Elena, por su parte, admiraba sinceramente a Natacha y deseaba distraerla. Anatolio le había pedido que lo presentase y se la presentase, y por esto ella había ido a casa de los Rostov. La idea de aproximar su hermano a Natacha la divertía.
Por más que le hubiese tenido rencor porque en San Petersburgo le había quitado a Boris, ahora ya no se acordaba, y de todo corazón deseaba suerte a Natacha. Al partir habló un momento aparte con su protegida.
-Ayer mi hermano comió en casa; nos moríamos de risa: no comió nada y es por culpa de usted, querida. Está enamorado como un loco, enamorado de usted.

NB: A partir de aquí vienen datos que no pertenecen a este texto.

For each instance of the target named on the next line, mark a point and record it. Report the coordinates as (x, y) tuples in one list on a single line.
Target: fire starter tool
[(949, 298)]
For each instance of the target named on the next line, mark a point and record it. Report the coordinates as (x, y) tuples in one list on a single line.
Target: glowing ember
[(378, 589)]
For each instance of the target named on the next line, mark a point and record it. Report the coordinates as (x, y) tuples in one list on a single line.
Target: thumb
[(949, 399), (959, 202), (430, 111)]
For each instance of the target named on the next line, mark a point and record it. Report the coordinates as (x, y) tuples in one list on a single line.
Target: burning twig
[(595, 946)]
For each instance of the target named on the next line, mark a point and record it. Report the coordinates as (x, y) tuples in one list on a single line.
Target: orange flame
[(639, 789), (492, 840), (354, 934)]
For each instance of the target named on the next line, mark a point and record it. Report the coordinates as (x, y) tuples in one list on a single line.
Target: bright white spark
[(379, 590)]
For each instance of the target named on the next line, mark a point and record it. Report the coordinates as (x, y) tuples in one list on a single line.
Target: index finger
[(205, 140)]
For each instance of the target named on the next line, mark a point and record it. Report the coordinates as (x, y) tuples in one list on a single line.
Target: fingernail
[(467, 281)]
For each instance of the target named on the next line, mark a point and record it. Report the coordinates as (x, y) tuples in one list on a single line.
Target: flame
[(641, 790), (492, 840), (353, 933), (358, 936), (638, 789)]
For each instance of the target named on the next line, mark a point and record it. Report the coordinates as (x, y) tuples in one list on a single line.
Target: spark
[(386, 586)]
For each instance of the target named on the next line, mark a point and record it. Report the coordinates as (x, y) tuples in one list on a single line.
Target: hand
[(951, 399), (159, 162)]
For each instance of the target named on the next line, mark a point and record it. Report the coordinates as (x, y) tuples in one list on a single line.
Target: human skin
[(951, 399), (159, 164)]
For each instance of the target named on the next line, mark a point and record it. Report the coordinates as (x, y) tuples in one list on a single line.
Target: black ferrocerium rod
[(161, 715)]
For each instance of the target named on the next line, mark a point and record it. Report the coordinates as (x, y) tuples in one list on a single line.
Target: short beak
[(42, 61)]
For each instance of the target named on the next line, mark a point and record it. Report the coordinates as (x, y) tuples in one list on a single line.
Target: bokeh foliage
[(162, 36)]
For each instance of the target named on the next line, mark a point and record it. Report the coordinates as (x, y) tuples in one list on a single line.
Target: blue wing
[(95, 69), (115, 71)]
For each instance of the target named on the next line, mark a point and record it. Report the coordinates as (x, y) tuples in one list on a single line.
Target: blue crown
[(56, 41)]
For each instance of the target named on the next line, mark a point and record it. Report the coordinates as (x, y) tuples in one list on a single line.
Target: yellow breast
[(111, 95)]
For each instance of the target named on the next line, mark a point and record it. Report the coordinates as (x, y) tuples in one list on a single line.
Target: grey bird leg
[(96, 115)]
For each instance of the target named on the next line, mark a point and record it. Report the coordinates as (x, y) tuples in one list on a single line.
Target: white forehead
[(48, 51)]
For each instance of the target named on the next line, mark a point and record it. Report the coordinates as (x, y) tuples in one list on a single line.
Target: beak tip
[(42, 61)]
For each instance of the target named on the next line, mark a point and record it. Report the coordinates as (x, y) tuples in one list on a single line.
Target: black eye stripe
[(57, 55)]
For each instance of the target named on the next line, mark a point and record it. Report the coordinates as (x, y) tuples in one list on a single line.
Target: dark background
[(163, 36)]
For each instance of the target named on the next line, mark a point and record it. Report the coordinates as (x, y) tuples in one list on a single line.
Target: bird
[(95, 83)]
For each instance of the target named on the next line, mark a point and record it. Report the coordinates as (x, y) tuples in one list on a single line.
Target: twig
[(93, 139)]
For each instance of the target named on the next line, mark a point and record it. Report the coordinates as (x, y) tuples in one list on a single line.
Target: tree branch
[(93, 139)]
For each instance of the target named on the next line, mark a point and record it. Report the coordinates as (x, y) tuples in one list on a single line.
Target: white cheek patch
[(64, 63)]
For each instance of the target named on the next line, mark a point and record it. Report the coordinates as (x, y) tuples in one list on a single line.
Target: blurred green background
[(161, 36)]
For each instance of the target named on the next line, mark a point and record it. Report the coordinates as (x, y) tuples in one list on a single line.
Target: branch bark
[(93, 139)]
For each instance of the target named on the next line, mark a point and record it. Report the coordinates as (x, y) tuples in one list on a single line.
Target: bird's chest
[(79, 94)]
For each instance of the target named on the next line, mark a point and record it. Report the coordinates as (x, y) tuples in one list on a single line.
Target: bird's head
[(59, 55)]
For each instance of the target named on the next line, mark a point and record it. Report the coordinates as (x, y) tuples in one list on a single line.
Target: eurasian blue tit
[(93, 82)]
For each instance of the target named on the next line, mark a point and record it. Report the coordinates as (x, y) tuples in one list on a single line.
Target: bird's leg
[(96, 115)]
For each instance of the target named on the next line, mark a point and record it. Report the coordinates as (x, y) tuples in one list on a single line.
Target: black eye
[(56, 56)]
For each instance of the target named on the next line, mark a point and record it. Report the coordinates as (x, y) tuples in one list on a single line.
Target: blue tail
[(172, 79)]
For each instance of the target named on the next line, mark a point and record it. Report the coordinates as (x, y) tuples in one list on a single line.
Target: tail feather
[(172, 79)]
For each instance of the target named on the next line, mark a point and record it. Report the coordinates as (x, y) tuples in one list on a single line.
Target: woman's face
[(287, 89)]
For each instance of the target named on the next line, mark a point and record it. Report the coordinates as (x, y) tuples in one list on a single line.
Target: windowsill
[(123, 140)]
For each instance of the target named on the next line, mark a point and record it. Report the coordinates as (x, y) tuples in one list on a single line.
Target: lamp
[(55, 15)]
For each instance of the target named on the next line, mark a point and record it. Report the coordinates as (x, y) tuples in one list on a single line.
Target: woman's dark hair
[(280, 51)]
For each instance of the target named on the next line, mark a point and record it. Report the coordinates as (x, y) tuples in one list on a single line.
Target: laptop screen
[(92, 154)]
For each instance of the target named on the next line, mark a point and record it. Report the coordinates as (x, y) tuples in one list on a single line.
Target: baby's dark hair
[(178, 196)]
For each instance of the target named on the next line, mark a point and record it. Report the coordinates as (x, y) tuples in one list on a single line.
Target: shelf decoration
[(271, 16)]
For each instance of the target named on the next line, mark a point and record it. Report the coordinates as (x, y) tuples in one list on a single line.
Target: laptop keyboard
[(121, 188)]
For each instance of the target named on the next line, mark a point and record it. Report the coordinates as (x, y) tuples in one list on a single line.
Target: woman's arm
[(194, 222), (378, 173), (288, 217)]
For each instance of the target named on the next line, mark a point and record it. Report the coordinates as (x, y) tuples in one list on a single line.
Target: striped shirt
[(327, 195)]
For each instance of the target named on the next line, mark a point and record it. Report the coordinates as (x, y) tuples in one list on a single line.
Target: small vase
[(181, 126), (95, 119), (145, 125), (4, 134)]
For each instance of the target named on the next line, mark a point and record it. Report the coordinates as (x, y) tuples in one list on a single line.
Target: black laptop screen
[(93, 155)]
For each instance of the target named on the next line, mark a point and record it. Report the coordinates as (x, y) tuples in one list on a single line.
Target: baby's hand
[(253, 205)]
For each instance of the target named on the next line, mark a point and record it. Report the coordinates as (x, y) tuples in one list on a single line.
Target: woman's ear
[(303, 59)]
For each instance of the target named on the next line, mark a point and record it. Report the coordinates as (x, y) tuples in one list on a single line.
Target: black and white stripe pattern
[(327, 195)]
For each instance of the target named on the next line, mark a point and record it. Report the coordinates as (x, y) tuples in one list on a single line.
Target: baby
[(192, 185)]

Natacha se sonrojó vivamente.
- ¡Ay, cómo se pone colorada! ¡Mi niña querida! Si está usted enamorada de alguien, no hay motivo para que se esconda en un rincón; aunque esté prometida, no dudo que su novio preferirá que se divierta, cuando él está ausente, a que se muera de aburrimiento. Venga, debe usted venir - dijo Elena.
«Así, ya sabe que estoy prometida; con su marido, con Pedro, con este buen Pedro, hablan de esto y se ríen. Luego todo esto no es nada malo.» Y otra vez, bajo la influencia de Elena, aquello que antes le parecía terrible, ahora lo encontraba sencillo y natural. «Y ella, una dama tan distinguida, tan elegante, bien se ve que me quiere de todo corazón… ¿Por qué no me he de divertir, pues?», pensaba Natacha mirando a Elena con los ojos muy abiertos.
María Dmitrievna regresó seria y taciturna; evidentemente había sido mal recibida en casa del Príncipe. Estaba demasiado emocionada aún para poder contar lo que le había pasado. A las preguntas del Conde contestó que todo iba bien y que mañana ya se lo explicaría. Cuando supo la visita de Elena y la invitación para la noche, dijo:
- No me gusta la amistad de la señora Bezukhov y no os la recomiendo; pero si le has prometido ir, ve y te distraerás - añadió dirigiéndose a Natacha.